My heart tells me that we should include the two requested Muslim holidays in the school calendar. My head tells me that Mayor Bloomberg’s slippery slope argument is weak, at best. But the fact that most respondents to this issue do nothing more than bang the drum for their own cause, should make us all pause and ask what’s really going on here.
Not surprisingly, Muslims favor the new school holidays, conservative Christians and secularists oppose them (and you gotta love that alliance of convenience!), religious liberals favor them because “everybody should always be included”, and those who follow non-Abrahamic traditions remind us that whatever decision is made, it’s not all about the “big 3”.
How typical and how unlikely to get a solution which feels like more than knuckling under to religion in general or to one group in particular.
Instead of rushing to advocate for the “right answer”, I suggest we use this moment to ask new questions about the relationship between genuinely accommodating the religious needs of an entire society and the obligations which each group must assume for the society of which they are a part, in order for that accommodation to really work.
The case of the New York City school system provides a great opportunity to do just that, but it requires looking back to how the first day of Rosh Hashanah and Yom Kippur came to be school holidays.
When the New York Schools began including those two Jewish holidays in the cycle of days off, Jewish pupils accounted for more than 20% of the student population and 40% of those working in the public schools were Jewish. This was not some long-drawn out philosophical or constitutional debate. It was simply a matter of practicality.
That does not mean that 20% is a magic number any more than the 12% of current students who are Muslim. It does mean however, that for a day of school to count, there must be a critical mass of students, so numeric thresholds do make a difference. Now would be a good time to admit that they do and begin asking what a reasonable number is.
But the 40% of public educators tell an even more powerful story and not simply one of collective bargaining. It’s about understanding that for an entire generation of Jews, the most Jewish career path to follow (except maybe doctor) was teaching in a public school. It was not about teaching in Jewish schools, but about being a Jew who thought teaching all kids was a sacred act — perhaps not according to many rabbis, but sacred nonetheless.
When any religious or ethnic group commits itself so strongly to serving the needs of the larger community of which they are a part, their particular group will ultimately benefit.

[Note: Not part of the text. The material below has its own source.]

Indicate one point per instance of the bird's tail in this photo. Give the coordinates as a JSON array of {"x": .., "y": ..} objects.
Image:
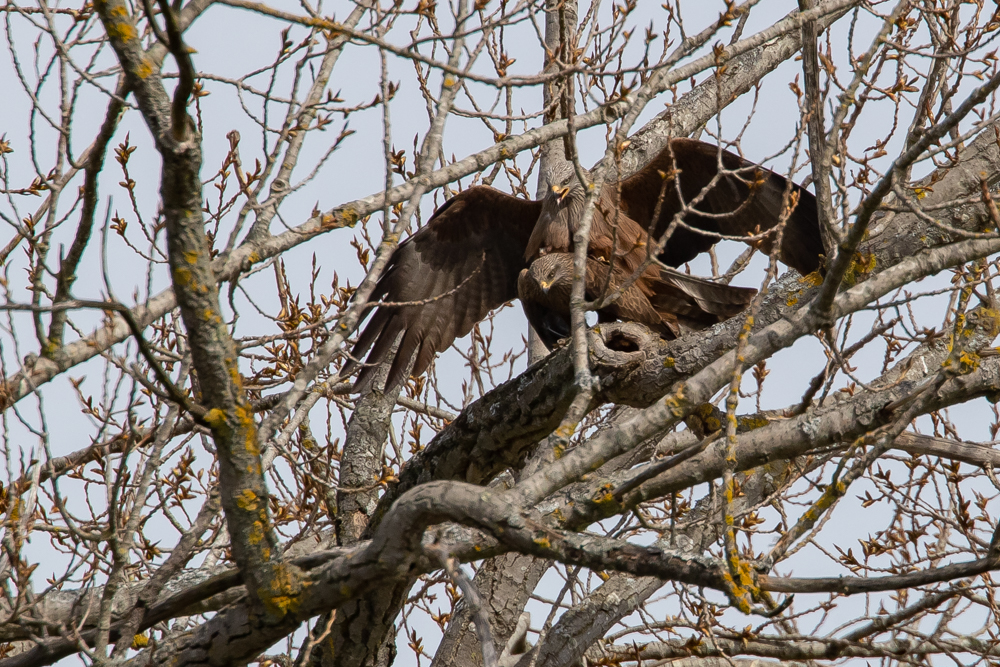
[{"x": 696, "y": 302}]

I wonder what would happen if over the next decade, Muslim New Yorkers became key players in public education. What would happen if even 20% of those teaching and leading in our public schools were Muslims who were both committed to our kids and also to honoring their sacred tradition? My guess is that it would render this whole debate moot.
When public policy is made in light of obligations assumed instead of rights asserted, we are all better off. I still feel however, like the days should be included now. But if that is the end of this story, those who oppose adding these new days off, may turn out to be right.